She was the first African American ever to win the Pulitzer Prize, and first black woman inducted into the American Academy of Arts and Letters. She was only the second person to serve as Illinois Poet Laureate, succeeding Carl Sandburg. She was also the state's longest-serving laureate, an unpaid position she held for more than 30 years.
Illinois is pausing this month to celebrate the life and work of this woman of firsts, who would have turned 100 on June 7.
Brooks' poetic tableau included the people and activities she observed in the streets, alleys and backyards of Chicago's south side. Though she was born in Topeka, Kansas, she spent the rest of her life in Chicago, a city she loved and that loved her back.
Still today, 17 years after her death of cancer in 2000, Chicagoans fondly refer to her as "Our Miss Brooks."
Her poem "The Pool Players: Seven at the Golden Shovel" about a group of young men congregating in a pool hall is one of the most anthologized American poems of all time. It begins with the lines, "We real cool/ We /left school" and ends we the searing words "We die soon."
Her daughter, the playwright Nora Brooks Blakely, says the poem remains as relevant a commentary on black urban life today as it was in 1959, when Brooks penned it and included it in an early collection called "The Bean Eaters."

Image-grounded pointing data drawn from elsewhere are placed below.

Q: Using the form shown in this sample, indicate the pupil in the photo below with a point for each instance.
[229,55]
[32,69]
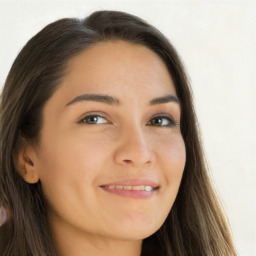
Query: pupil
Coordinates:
[157,121]
[93,119]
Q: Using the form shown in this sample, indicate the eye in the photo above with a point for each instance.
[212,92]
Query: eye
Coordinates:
[163,121]
[93,119]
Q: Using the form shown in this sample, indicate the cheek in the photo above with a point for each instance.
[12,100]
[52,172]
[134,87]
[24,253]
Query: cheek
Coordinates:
[173,155]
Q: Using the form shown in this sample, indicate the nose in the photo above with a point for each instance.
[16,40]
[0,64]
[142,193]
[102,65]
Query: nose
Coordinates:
[134,148]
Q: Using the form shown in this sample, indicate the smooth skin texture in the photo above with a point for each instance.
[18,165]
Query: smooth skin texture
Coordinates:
[77,155]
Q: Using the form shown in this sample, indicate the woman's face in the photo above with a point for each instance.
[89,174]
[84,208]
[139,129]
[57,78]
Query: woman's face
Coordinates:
[89,142]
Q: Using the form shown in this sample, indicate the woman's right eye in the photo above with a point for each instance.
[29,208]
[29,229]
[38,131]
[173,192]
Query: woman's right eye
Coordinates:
[93,119]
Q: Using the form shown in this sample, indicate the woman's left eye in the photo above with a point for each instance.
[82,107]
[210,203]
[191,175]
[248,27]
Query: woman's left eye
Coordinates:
[163,121]
[93,119]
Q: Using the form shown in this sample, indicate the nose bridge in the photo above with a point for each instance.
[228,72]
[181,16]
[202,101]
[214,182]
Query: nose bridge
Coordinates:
[134,147]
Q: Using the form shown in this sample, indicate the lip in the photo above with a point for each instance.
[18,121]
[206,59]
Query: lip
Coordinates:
[139,194]
[133,182]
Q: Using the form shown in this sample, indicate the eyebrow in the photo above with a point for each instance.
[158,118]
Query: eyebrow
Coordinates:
[113,101]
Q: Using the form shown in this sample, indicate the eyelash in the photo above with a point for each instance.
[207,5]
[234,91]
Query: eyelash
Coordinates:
[172,122]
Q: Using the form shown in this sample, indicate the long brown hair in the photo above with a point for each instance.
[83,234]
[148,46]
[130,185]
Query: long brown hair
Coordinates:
[195,225]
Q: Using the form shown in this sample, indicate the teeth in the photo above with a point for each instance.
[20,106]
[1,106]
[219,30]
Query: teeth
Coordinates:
[138,188]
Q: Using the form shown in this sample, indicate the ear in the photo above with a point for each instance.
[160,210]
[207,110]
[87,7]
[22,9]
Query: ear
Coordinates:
[24,160]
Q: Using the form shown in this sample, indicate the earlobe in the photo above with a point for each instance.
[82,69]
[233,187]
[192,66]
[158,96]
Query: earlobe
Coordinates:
[24,161]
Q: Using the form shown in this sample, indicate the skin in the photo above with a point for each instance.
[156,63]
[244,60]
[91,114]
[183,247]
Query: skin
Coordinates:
[73,159]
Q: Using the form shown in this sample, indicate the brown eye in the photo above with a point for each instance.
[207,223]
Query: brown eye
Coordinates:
[93,119]
[163,121]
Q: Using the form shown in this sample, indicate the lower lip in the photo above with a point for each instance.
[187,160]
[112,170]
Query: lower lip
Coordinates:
[131,193]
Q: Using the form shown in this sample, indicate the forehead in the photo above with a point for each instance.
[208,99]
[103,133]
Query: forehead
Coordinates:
[114,64]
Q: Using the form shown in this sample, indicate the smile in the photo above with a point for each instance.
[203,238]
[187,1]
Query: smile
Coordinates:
[137,188]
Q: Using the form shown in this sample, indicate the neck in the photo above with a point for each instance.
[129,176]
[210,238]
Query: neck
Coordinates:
[70,241]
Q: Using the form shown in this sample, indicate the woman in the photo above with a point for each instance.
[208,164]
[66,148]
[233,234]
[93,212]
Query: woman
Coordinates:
[100,153]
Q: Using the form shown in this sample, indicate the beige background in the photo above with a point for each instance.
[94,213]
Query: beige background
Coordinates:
[217,42]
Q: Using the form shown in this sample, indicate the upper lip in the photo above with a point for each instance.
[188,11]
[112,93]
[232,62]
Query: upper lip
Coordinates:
[133,182]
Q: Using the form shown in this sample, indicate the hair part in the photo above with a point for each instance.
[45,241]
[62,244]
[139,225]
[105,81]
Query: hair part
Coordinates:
[196,224]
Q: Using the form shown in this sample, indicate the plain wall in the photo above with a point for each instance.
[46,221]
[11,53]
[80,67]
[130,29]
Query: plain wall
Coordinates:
[216,40]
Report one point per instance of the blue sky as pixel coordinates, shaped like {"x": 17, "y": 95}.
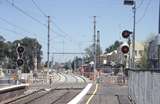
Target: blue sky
{"x": 75, "y": 17}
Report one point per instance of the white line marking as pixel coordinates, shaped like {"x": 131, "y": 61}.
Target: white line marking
{"x": 81, "y": 95}
{"x": 13, "y": 86}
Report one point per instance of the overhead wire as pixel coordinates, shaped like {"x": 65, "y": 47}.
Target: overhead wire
{"x": 141, "y": 3}
{"x": 38, "y": 7}
{"x": 16, "y": 26}
{"x": 44, "y": 14}
{"x": 144, "y": 13}
{"x": 26, "y": 14}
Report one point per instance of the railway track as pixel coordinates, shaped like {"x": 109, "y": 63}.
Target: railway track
{"x": 54, "y": 96}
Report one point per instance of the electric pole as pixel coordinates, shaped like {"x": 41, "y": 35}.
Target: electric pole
{"x": 98, "y": 46}
{"x": 48, "y": 42}
{"x": 134, "y": 29}
{"x": 94, "y": 44}
{"x": 158, "y": 39}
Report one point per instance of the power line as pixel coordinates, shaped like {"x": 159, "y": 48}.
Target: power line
{"x": 30, "y": 16}
{"x": 18, "y": 27}
{"x": 26, "y": 14}
{"x": 145, "y": 11}
{"x": 13, "y": 31}
{"x": 11, "y": 24}
{"x": 42, "y": 12}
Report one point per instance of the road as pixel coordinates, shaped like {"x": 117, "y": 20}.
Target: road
{"x": 105, "y": 93}
{"x": 61, "y": 91}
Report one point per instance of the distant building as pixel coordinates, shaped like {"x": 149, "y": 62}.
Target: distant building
{"x": 153, "y": 54}
{"x": 139, "y": 51}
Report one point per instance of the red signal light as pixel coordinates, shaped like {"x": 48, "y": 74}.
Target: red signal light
{"x": 20, "y": 62}
{"x": 124, "y": 48}
{"x": 126, "y": 33}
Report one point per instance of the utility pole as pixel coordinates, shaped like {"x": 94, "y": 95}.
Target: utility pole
{"x": 134, "y": 30}
{"x": 158, "y": 39}
{"x": 98, "y": 46}
{"x": 48, "y": 42}
{"x": 94, "y": 44}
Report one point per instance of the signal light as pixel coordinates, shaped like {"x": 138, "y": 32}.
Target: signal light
{"x": 126, "y": 33}
{"x": 20, "y": 62}
{"x": 129, "y": 2}
{"x": 20, "y": 49}
{"x": 125, "y": 48}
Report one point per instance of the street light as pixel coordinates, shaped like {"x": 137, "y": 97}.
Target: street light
{"x": 132, "y": 3}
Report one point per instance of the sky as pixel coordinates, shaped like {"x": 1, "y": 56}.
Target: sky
{"x": 75, "y": 20}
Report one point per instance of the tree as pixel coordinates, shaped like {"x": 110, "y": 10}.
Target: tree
{"x": 144, "y": 59}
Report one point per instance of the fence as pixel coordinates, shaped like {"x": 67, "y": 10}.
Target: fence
{"x": 144, "y": 86}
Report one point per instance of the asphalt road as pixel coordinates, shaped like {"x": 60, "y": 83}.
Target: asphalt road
{"x": 105, "y": 93}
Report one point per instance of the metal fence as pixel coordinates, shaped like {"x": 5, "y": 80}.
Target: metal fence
{"x": 144, "y": 86}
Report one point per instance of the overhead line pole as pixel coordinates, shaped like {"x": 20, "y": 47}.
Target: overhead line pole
{"x": 94, "y": 44}
{"x": 134, "y": 30}
{"x": 48, "y": 45}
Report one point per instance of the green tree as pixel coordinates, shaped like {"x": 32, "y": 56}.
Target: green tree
{"x": 113, "y": 46}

Blakely said her mother was an avid reader and "devotee" of newspapers and television news. The pulse of current events throbs throughout Brooks' work.
"She looked at things very carefully, she observed well. In essence, she reported life back" to others, Blakely said on GLT's "Sound Ideas."
"Her quote was that poetry is life distilled. She was doing a lot of distillation ."
Brooks was a clear-eyed, always compassionate observer. In another of her famous poems, "The Bean Eaters," she writes tenderly of an elderly couple forced to eat simple fare because of their poverty.
Brooks herself was no stranger hardship. On the day her Pulitzer Prize was announced, the electricity was turned off in her home because she couldn't pay the bill. By the time TV crews arrived the next day, the lights had come back on.
Blakely said her mother never learned who paid the bill. "It was just one of those little miracles of the world."
When money was tight, the family occasionally found itself in danger of losing the modest home on Evans Street that the Brooks' had purchased for $8,000. As a child, Blakely recalled, "I was eating far more meals of chicken wings and beans than I would have liked."
Blakely said one of her mother's main contributions to the people of Illinois is the Poet Laureate's poetry contest she established for students from elementary grades through high school.
"We have over 30 years of children's writings from kindergarten to 12th grade that might not otherwise have existed," Blakely said.
There were no outlined responsibilities for poet laureate before Brooks took over the job, Blakely said. Brooks essentially wrote the job description.
"She did not feel comfortable having a title with no duties," her daughter recalled, even though the position, then as now, came with no salary.
In the late sixties, Brooks became increasingly vocal and visible in the fight for civil rights and on other political matters, her daughter said. She influenced generations of young poets who followed her, and paved the way for the five African Americans who subsequently won the Pulitzer Prize for poetry.
Blakely said her mother saw poetry writing as both a profession and vocation and continued to write nearly until the day she died.
Brooks will be honored at a variety of events. On Friday, the University of Illinois in Urbana, will open an exhibit of her personal items and papers at the Poetry Foundation in Chicago. Brooks' papers are stored in the rare books collection at the university's library in Urbana.
To mark her centennial, Harper Collins has released a children's book called "We Are Shining," based on the Brooks work, "A Little Girl's Poem."
Brooks Permissions, dedicated to preserving the poet's work, has published a new collection of the poet's work titled, "Seasons: A Gwendolyn Brooks Experience." The collection contains a previously out-of-print guide Brooks wrote decades ago for young poets.
In it she advices, "Tell the truth as you know it. Don't try to force your poem to be nice or proper or normal and happy if it doesn't want to be."